Es geht weiter. Sicher.

Es stand ja zu befürchten. Und jetzt unken nicht nur Hinterbänkler, sondern auch die erste Reihe: die Ausweitung der Zensur im Internet wird es geben. Auch wenn die CDU in ihrem Wahlprogramm das Internet faktisch ausläßt und sich nur sehr kurz (Seite 55) und auch noch sachlich falsch äußert (das Internet ist auch heute schon kein rechtsfreier Raum, wie viele Betroffene bestätigen können), äußert sich nun Ursula von der Leyen in einem Interview mit dem Hamburger Abendblatt sehr eindeutig: man wird darüber nachdenken, Netzsperren auch für andere Bereiche als Kinderpornographie einzurichten.

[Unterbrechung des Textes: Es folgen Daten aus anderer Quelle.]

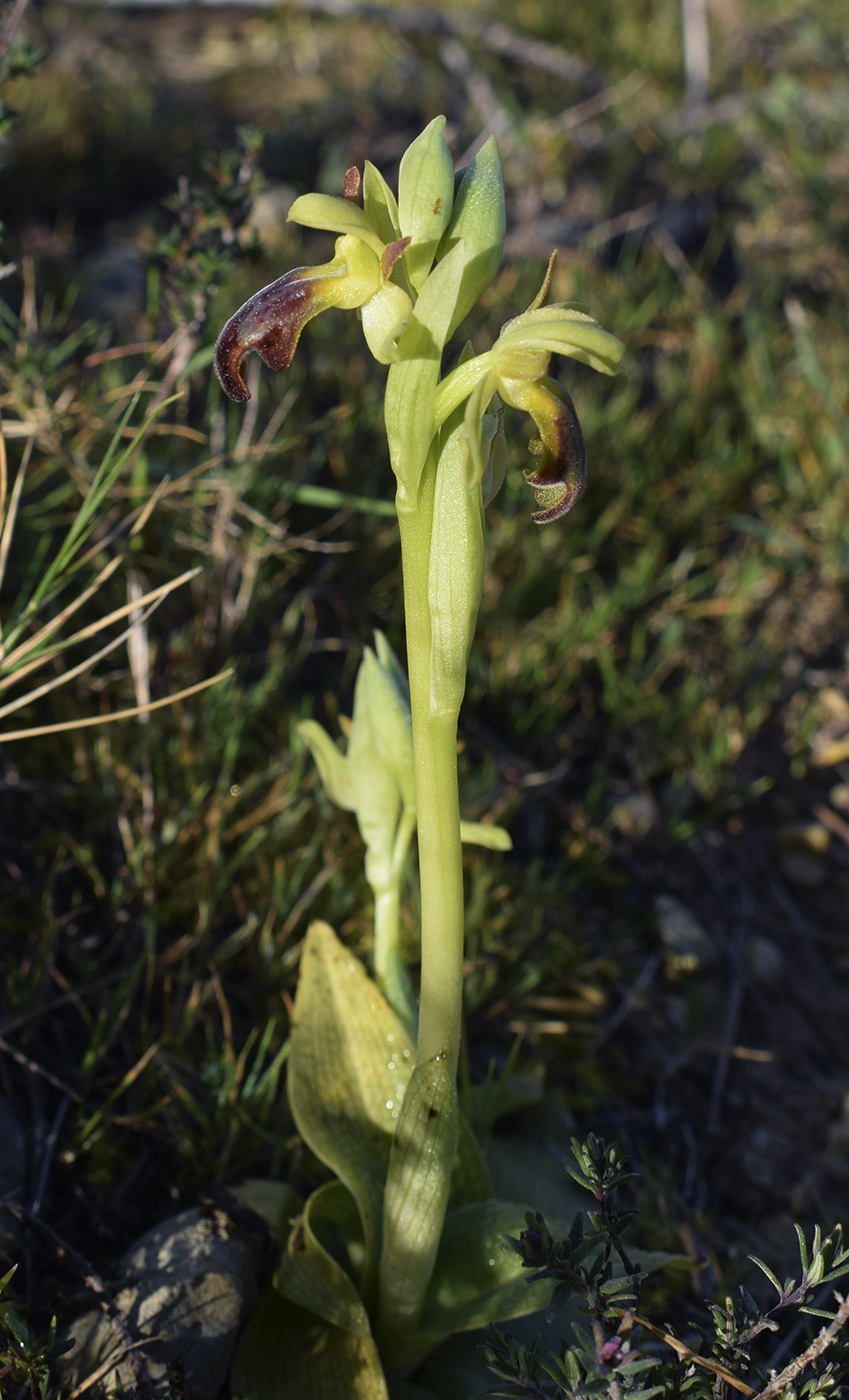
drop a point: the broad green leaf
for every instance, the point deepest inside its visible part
(332, 766)
(378, 205)
(287, 1354)
(349, 1066)
(479, 219)
(415, 1197)
(482, 833)
(411, 382)
(338, 216)
(308, 1276)
(384, 706)
(276, 1201)
(425, 198)
(477, 1281)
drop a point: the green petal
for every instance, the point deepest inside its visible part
(332, 766)
(378, 205)
(349, 1066)
(338, 216)
(562, 331)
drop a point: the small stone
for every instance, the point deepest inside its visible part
(765, 961)
(803, 870)
(191, 1283)
(803, 836)
(687, 947)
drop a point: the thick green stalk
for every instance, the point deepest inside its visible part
(388, 966)
(437, 802)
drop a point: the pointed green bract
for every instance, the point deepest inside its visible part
(562, 331)
(481, 220)
(332, 766)
(308, 1276)
(425, 198)
(349, 1066)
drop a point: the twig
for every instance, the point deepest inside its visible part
(34, 1067)
(818, 1346)
(95, 1284)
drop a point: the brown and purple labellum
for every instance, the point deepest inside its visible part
(562, 471)
(269, 324)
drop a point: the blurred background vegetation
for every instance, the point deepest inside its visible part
(659, 697)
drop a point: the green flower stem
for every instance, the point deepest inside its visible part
(437, 801)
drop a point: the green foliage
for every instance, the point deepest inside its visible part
(615, 1354)
(24, 1358)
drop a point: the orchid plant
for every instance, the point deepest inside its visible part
(399, 1252)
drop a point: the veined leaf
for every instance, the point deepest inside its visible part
(349, 1066)
(287, 1354)
(477, 1281)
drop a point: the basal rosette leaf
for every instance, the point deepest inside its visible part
(349, 1066)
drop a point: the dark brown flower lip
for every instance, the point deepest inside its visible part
(561, 475)
(269, 324)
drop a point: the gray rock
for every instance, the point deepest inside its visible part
(13, 1172)
(189, 1284)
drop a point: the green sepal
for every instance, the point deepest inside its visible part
(308, 1276)
(349, 1066)
(285, 1353)
(415, 1199)
(482, 833)
(425, 198)
(332, 766)
(561, 331)
(338, 216)
(479, 219)
(412, 381)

Was regt mich daran auf ?  Unstreitbar ist Kinderpornographie ja eine äußerst schlimme Sache, die hart verfolgt und verboten werden muß. Äußerst fragwürdig ist für mich aber der verfassungsrechtlich absolut zweifelhafte Umgang mit diesem Thema. Wenn die Exekutive unter Umgehung der Judikative Inhalte unterbinden kann, dann spricht man von Zensur. Und genau das geschieht hier. Bundesbehörden erlassen Sperrlisten ohne richterlichen Beschluß und diese müssen umgesetzt werden. Das ist einer Demokratie nicht würdig. Schon heute gibt es rechtstaatliche Wege, diese Inhalte zu unterbinden (übrigens nicht nur Kinderpornographie, sondern auch jeden anderen rechtswidrigen Inhalt) und die Verfasser strafrechtlich zu verfolgen. Dieser Weg wird nur nicht (oder im zu geringen Umfang) gegangen.

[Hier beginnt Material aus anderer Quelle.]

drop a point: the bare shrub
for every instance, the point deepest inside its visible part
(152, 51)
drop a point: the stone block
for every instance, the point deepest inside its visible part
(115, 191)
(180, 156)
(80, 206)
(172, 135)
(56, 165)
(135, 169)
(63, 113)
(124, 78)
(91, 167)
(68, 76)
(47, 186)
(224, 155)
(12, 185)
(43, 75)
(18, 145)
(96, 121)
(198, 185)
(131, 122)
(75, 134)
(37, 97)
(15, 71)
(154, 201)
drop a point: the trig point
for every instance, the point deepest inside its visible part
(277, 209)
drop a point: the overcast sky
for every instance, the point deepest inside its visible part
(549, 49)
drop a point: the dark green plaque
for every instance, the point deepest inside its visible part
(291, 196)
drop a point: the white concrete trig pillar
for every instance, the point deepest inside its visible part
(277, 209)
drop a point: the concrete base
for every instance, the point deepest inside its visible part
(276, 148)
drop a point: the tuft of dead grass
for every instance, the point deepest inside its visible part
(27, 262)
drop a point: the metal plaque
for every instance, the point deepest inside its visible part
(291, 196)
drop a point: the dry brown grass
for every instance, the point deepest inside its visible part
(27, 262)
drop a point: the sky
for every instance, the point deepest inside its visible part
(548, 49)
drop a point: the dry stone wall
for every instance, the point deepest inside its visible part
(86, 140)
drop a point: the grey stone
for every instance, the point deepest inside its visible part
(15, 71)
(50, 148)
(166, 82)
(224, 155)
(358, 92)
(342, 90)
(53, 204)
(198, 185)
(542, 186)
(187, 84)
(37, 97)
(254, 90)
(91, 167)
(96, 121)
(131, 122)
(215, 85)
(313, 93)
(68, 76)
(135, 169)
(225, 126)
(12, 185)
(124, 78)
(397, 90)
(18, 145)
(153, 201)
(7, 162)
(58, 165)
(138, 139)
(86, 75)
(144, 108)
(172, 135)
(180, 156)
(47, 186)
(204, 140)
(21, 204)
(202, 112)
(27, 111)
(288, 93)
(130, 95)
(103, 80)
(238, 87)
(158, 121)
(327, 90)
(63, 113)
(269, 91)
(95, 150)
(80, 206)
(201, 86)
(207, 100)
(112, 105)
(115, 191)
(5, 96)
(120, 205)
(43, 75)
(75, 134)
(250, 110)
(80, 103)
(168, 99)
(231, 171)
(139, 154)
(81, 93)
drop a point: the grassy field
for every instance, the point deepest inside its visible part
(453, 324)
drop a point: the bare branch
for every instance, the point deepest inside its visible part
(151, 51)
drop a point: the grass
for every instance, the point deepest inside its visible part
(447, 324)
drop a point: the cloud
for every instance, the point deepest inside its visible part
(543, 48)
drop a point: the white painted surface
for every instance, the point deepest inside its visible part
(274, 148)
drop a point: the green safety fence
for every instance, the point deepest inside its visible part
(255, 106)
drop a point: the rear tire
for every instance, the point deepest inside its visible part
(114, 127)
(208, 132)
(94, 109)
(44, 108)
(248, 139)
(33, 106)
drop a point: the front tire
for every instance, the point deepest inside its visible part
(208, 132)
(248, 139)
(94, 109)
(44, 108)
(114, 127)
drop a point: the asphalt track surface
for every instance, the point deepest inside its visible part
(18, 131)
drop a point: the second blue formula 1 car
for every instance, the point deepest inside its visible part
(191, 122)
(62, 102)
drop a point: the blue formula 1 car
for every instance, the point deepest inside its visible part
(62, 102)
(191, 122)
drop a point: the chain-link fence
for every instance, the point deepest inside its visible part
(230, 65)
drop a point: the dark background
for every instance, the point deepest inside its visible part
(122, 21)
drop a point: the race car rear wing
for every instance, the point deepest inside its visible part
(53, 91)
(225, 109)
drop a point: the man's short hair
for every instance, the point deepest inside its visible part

Wenn dieser Zensurgedanke nun auf andere Bereiche ausgeweitet wird, dann ist Behördenwillkür Tür und Tor geöffnet, ohne daß es ein Rechtsmittel dagegen gibt. Oder wie es Udo Vetter, Anwalt, in seinem exzellenten Artikel zum Thema formuliert: die Meinungsfreiheit wird zum Sondermüll.

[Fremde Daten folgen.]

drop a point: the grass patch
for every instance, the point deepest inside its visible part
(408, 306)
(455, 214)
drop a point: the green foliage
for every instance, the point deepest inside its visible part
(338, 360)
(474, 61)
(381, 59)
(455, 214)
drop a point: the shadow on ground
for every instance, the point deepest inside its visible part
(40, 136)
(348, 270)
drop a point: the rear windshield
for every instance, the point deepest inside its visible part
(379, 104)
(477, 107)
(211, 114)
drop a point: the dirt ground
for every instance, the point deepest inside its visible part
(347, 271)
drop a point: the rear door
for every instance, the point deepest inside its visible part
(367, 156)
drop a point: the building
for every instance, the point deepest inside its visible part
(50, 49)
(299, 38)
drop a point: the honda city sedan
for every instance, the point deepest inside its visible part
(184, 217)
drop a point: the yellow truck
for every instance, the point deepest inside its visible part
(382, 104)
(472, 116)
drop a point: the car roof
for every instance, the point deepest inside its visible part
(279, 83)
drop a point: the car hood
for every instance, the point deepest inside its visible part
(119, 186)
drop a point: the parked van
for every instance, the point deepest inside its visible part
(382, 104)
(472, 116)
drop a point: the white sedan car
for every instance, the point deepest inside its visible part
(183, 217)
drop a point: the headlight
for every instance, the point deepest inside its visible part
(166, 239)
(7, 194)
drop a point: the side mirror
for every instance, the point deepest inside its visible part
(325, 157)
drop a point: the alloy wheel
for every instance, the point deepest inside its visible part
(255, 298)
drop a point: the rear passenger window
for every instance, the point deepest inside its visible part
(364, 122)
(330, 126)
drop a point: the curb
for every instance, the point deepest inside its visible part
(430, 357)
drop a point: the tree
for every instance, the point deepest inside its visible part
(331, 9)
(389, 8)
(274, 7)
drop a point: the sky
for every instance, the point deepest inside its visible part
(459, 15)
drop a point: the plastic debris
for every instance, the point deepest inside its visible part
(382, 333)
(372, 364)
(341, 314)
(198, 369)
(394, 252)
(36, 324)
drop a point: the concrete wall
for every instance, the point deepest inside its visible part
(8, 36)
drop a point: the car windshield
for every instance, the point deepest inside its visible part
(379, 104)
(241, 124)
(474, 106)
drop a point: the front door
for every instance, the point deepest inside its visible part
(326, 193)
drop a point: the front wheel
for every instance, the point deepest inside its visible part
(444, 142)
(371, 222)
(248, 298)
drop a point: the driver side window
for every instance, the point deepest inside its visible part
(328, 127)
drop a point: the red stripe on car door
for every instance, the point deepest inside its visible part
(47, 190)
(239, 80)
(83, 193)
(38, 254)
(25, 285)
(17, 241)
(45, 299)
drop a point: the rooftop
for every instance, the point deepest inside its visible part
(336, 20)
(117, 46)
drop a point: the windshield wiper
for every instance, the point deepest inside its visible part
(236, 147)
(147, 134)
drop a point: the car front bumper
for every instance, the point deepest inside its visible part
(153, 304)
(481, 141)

Ich kann von einer großen Volkspartei erwarten, daß sie auf dem Boden des Grundgesetzes rechtlich einwandfreie Politik betreibt, ohne in Orwell’sche Überwachungs- und Machtphantasien zu verfallen. Erliegt sie dieser Versuchung, so begibt sie sich in den Bereich der Unwählbarkeit. Natürlich wird es immer Menschen geben, die der Menung sind, daß ein rechtschaffender Bürger ja nichts Negatives zu erwarten habe. Das ist zum einen naiv und zum anderen gab es von dieser Meinung in den 30ern zu viele. Das was unsere Väter und Großväter an modernem, freiheitlichen Grundgesetz schufen, sollten wir nicht achselzuckend aufgeben.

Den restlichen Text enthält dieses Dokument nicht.